Though Danobat had a booth present at BIEMH, it did not display any machines under the Danobat label. According to its executives, this is because each machine is so unique, there is little point in sending one to a trade show as the “average” machine.
Common Base, Custom Solutions
This modularity also helps the company’s R&D team focus on specific solutions to specific customer challenges. As mentioned earlier, many of the modules that go into the machine can remain the same, so they don’t need to create an entirely new machine from scratch.
For example, Danobat developed a machine that uses lasers and grinding wheels to produce high-tolerance engine turbine blades for a major aerospace company. Then, when working on another project developing gears for a wind energy company, Danobat was able to reuse a lot of the earlier machine’s modules, with newly developed modules making up a small (but vital) portion of the machine.
This does not mean that IDEKO, Danobat’s R&D team, won’t take on larger projects that call for more work. Currently, the team is developing automated solutions for machining carbon fiber aerospace parts. The project aims to shrink the footprint necessary to machine these components as well as reduce wait times for components. The difficulty is in the toolpaths, as reliably meeting aerospace tolerances in carbon fiber has required hefty work on moment-to-moment robot positioning. The R&D team is in active conversation with its client, ensuring that the outcome will meet their expectations.
Epelde says that the company’s precision machines can last for decades. Any retrofitting usually focuses on the 90% of the machine made up of common components.
Partners in Production
Sometimes requirements call for a specific expertise the Danobat team does not yet have. In these cases, the company partners with or acquires companies better versed in that particular area to make use of their knowledge.
For example, Danobat does a lot of work with the rail industry. One of its major projects is the creation of underfloor lathes for wheel profiling on trains, and it does steady business with rail companies in the EU. Attempts to expand into the US rail market have proven difficult, however, as the company must meet a different set of government standards. To do so, Danobat recently acquired a Michigan-based company that has a similar underfloor lathe of its own. The Michigan company better knows U.S. customers and regulations, so its staff is more effectively able to take the lead in the market.
This idea also holds true for technology. Onboard connectivity software has evolved into a vital source of data for manufacturers over the last few years, and many have desired some sort of connectivity software from Danobat’s machines. To meet this need, Danobat bought a software startup company to act as its in-house connectivity software provider. Now, Danobat can provide the same level of customization to software as it does to its hardware.

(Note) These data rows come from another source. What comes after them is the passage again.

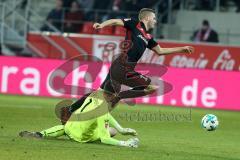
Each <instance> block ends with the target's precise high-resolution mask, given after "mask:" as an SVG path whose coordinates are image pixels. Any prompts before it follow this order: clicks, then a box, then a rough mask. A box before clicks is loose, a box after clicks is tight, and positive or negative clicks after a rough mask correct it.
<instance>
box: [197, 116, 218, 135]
mask: <svg viewBox="0 0 240 160" xmlns="http://www.w3.org/2000/svg"><path fill="white" fill-rule="evenodd" d="M201 125H202V127H203V128H205V129H206V130H207V131H214V130H216V129H217V127H218V125H219V121H218V119H217V116H215V115H213V114H207V115H205V116H204V117H203V118H202V121H201Z"/></svg>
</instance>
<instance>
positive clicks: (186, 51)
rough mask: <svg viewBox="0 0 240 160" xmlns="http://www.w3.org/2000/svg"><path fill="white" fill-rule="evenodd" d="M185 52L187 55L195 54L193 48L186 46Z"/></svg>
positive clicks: (184, 51)
mask: <svg viewBox="0 0 240 160" xmlns="http://www.w3.org/2000/svg"><path fill="white" fill-rule="evenodd" d="M183 52H184V53H187V54H192V53H193V52H194V48H193V47H192V46H184V47H183Z"/></svg>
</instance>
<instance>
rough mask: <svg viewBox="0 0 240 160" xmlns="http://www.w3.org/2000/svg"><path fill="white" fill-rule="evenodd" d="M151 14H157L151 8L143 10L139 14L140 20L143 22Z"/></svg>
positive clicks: (141, 10) (146, 8)
mask: <svg viewBox="0 0 240 160" xmlns="http://www.w3.org/2000/svg"><path fill="white" fill-rule="evenodd" d="M150 13H154V14H155V11H154V10H153V9H151V8H142V9H141V10H140V11H139V14H138V19H139V20H140V21H141V20H143V19H144V18H145V17H146V16H148V15H149V14H150Z"/></svg>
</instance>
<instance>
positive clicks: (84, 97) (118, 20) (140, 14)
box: [60, 8, 194, 122]
mask: <svg viewBox="0 0 240 160" xmlns="http://www.w3.org/2000/svg"><path fill="white" fill-rule="evenodd" d="M156 23H157V20H156V15H155V12H154V10H152V9H149V8H143V9H141V10H140V11H139V15H138V20H134V19H131V18H126V19H110V20H107V21H104V22H102V23H95V24H94V25H93V28H94V29H101V28H104V27H107V26H114V25H116V26H122V27H124V28H125V29H126V37H125V41H123V42H121V43H120V50H121V53H120V54H119V55H118V56H117V57H115V58H114V59H113V61H112V64H111V67H110V69H109V73H108V75H107V77H106V79H105V80H104V82H103V84H102V85H101V89H104V90H105V91H108V92H110V93H112V94H113V95H114V96H115V97H116V98H115V99H114V100H113V102H112V105H113V106H114V105H115V104H117V102H118V101H119V100H121V99H125V98H136V97H140V96H145V95H148V94H151V93H153V92H155V91H156V89H157V87H156V86H154V85H152V84H151V80H150V78H149V77H146V76H145V75H142V74H140V73H138V72H136V71H135V70H134V68H135V66H136V65H137V62H138V60H139V59H140V58H141V57H142V55H143V53H144V51H145V50H146V48H148V49H151V50H153V51H154V53H156V54H158V55H168V54H174V53H186V54H191V53H193V52H194V48H193V47H191V46H183V47H174V48H161V47H160V45H159V44H158V43H157V42H156V41H155V40H154V38H153V36H152V35H151V34H150V33H149V31H150V30H152V29H153V28H154V27H155V25H156ZM123 84H124V85H126V86H129V87H131V89H129V90H126V91H122V92H121V85H123ZM88 95H89V94H86V95H84V96H83V97H82V98H80V99H79V100H78V101H76V102H75V103H73V104H72V105H71V106H70V107H63V108H62V111H61V117H60V118H61V120H62V122H63V121H65V120H67V119H68V118H69V116H70V115H71V113H72V112H74V111H75V110H77V109H78V108H79V107H80V106H81V104H82V103H83V102H84V100H85V98H86V97H87V96H88Z"/></svg>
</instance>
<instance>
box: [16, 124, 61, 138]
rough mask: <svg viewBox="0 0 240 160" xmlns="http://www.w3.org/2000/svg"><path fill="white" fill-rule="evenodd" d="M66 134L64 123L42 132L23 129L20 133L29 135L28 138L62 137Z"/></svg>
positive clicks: (26, 135)
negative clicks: (64, 131)
mask: <svg viewBox="0 0 240 160" xmlns="http://www.w3.org/2000/svg"><path fill="white" fill-rule="evenodd" d="M64 134H65V132H64V125H58V126H54V127H51V128H49V129H46V130H43V131H41V132H29V131H22V132H20V133H19V136H20V137H27V138H48V137H54V138H57V137H60V136H63V135H64Z"/></svg>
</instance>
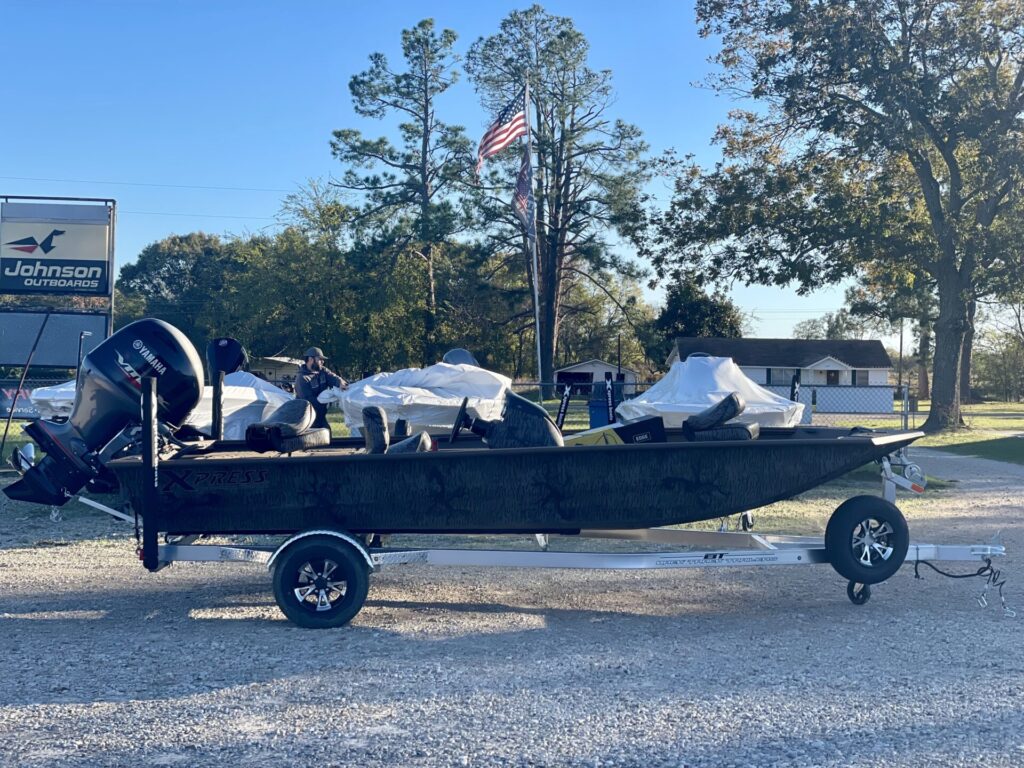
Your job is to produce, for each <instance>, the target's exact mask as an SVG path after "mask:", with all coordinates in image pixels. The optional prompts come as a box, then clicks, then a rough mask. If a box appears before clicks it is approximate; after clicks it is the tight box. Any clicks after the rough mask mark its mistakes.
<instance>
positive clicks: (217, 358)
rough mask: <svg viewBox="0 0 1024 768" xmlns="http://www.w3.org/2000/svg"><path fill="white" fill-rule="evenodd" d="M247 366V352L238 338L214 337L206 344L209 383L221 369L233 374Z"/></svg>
mask: <svg viewBox="0 0 1024 768" xmlns="http://www.w3.org/2000/svg"><path fill="white" fill-rule="evenodd" d="M247 368H249V354H248V352H246V348H245V347H244V346H242V342H240V341H239V340H238V339H231V338H228V337H226V336H225V337H223V338H220V339H214V340H213V341H211V342H210V343H209V344H207V346H206V370H207V372H208V373H209V374H210V383H211V384H213V380H214V379H215V378H216V377H217V374H218V373H220V372H221V371H223V372H224V374H233V373H234V372H236V371H245V370H246V369H247Z"/></svg>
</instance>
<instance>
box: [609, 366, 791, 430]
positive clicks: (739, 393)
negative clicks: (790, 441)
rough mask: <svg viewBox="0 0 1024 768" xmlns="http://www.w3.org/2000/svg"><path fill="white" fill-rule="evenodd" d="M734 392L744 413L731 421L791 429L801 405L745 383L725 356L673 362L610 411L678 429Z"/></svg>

To get broader perspectives on international markets, however, Danobat has also chosen to expand and found subsidiaries in these markets. This includes Danobat Inc., which operates a technical center just outside Chicago, Illinois. Here, the company conducts real-world part tests to demonstrate the viability of its machines to potential customers, while also acting as a service center for customers in the U.S. and Canada.
Ochoteco says that all of this — the expansions and acquisitions of new companies to open new markets, the emphasis on custom machines and the modularity of its new production processes — creates a leaner company. “Sustainability is the priority, growth is the outcome,” he says, and this leanness is a large part of that financial sustainability. Financial stability, in turn, has led to customer trust in Danobat and repeat business, as its clients know that the company will be able to reliably support its custom machines into the future.